We will have to wait for the final results, and further research into them, to determine whether the SNP's opposition to Brexit or its support for a second independence referendum was the key factor.

Or whether it might just be that this time around more independence supporters came out for the SNP, even if the Tory vote was not wiped out.

Or whether some electors, Labour or former Labour voters, 'lent' the SNP their vote to try to do what the First Minister said were two of her objectives: stopping Brexit and keeping Boris Johnson out of Downing Street.

Whatever the reason, and it could well be some mixture of all of them, this result will massively strengthen the SNP's demand for a second independence referendum.

Ms Sturgeon will call for one, and if he sticks to his campaign pledge, Boris Johnson, back in No 10, will say 'No'.

Given that the power over the constitution resides at Westminster it is hard to know what will happen next. Ms Sturgeon was asked this morning what she would do if the PM did say 'No' and she would not be drawn.

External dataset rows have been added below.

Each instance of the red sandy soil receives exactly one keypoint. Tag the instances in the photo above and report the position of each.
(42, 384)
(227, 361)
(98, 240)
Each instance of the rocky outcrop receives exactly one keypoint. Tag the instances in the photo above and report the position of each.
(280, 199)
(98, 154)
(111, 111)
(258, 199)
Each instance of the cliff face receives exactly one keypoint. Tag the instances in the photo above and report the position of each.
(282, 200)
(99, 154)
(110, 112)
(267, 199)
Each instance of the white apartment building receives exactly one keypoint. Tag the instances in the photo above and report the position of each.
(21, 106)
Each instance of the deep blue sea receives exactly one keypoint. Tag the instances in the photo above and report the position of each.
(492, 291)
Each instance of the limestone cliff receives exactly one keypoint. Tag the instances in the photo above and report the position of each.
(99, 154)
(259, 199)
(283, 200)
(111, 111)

She did accept that Mr Johnson now has a mandate "to take England out of the European Union" but she added she had mandate for Scotland to choose its future - by which she means having a referendum on independence.

Beyond that, and accepting not everyone will support independence, Ms Sturgeon tried to turn the question back on Mr Johnson and the Tories - what would they do now she had her mandate?

But despite being in a very strong position following this election, the First Minister will have, at some point, to have an answer. We know the SNP and the Greens will support indyref2 in Holyrood legislation, before Christmas, but if the PM says Westminster will not give consent, then it's back to Ms Sturgeon.

Where this will all end, it is impossible to say. Nothing Nicola Sturgeon has ever said suggests that the First Minister would go down the 'Catalan road' of holding a referendum which is not legal.

She may hope that this election result will simply increase the pressure on Mr Jonson and his party to a level that the new UK Tory government cannot deny indyref2. But that is highly unlikely.

It is therefore possible that the debate will continue, and indeed intensify, in the run up to the 2021 Holyrood election.

So, Mr Johnson can claim a great personal victory being able to 'resolve' one constitutional issue, Brexit - though there will be long negotiations on the details of that to come.

However, by moving substantially forward on - if not concluding - one massive constitutional issue, Brexit, he will plunge the country into another one - over the future of Scotland.

If the Prime Minister refuses consent, as we expect he will, and Ms Sturgeon maintains her demands, as we know she will, then the good ship Scotland is sailing at a rate of knots into storm-tossed uncharted constitutional waters.